It's time to implement our schoolboy division routine. I prefer the name

divrem_classical, in line with the multiplication routines.

This function will take a dividend a, divisor d, carry-in ci and returns

a quotient q and remainder r. We'll also need to pass in a precomputed

inverse to speed up the dword_t by word_t divisions that need to occur.

We are going to implement the first algorithm spoken of in the previous

post, namely the one which uses a single "normalised" word of the divisor.

We need to be careful not to just shift the top word of the divisor so

that it is normalised, but if it has more than one word, shift any high

bits of the second word as well. We want the top WORD_BITS bits of the

divisor, starting with the first nonzero bit.

We can use our macro for doing a dword_t by word_t division to get each

new word of the quotient. We start with the carry-in and the most

significant word of a. The macro will automatically shift these by the

same amount as we shifted the leading words of the divisor.

As per the divrem1 function, we require that the carry-in be such that

the quotient won't overflow. In other words, we assume that if the

divisor d is m words, then the top m words of the dividend including the

carry-in, are reduced mod d.

First we need to check that we are not in the special case where truncating

the dividend and divisor to two and one words respectively would cause

an overflow of the quotient word to be computed. This only happens

when the top word of the dividend equals the top word of the divisor, as

explained in the previous post.

If the truncation would cause an overflow in the quotient, we collect a

quotient word of ~0, as discussed in the previous post. If not, we compute

the quotient using our macro.

After this point, the remainder is computed.
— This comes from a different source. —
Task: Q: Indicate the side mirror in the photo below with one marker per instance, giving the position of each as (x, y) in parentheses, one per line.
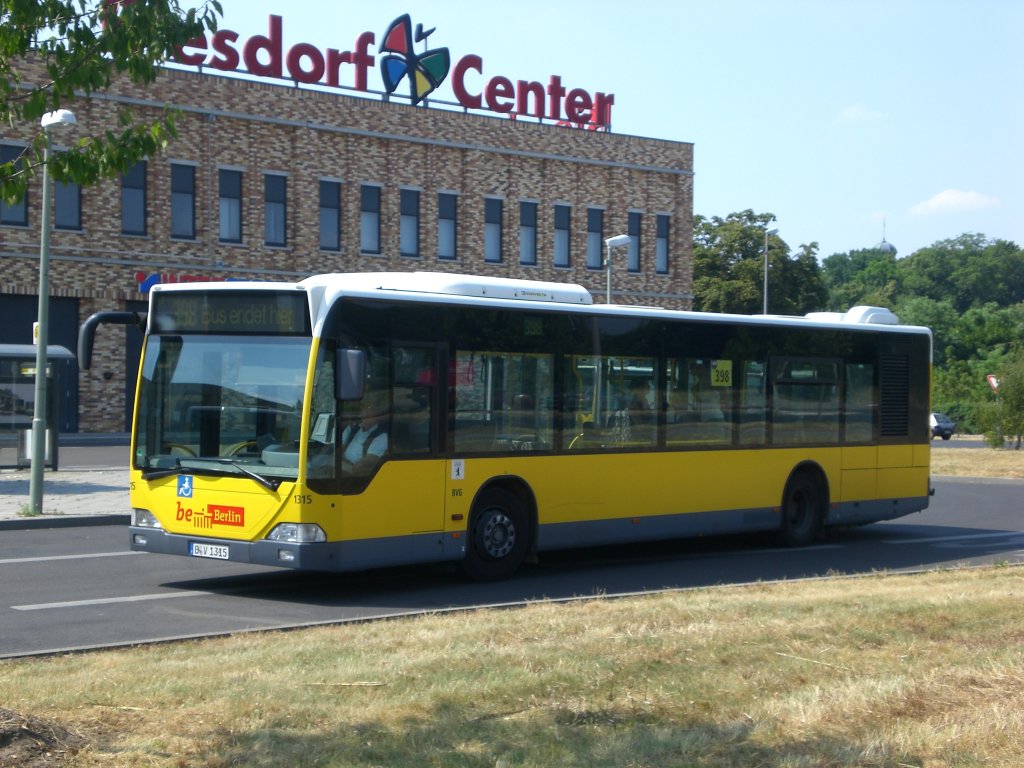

We allow the function to

destroy the input a for this purpose. We leave it up to the caller to make

a copy of a and pass it to the function, if this is not desired

behaviour.

We do our adjustment so that the quotient is correct. We need a while loop

for this, as mentioned in the previous article.

Finally we write out the quotient word and read in the next word of the

dividend that remains.

In the test code we use our mul_classical and muladd_classical functions to

check that divrem_classical is indeed the inverse of these functions, with

zero remainder and nonzero remainder respectively.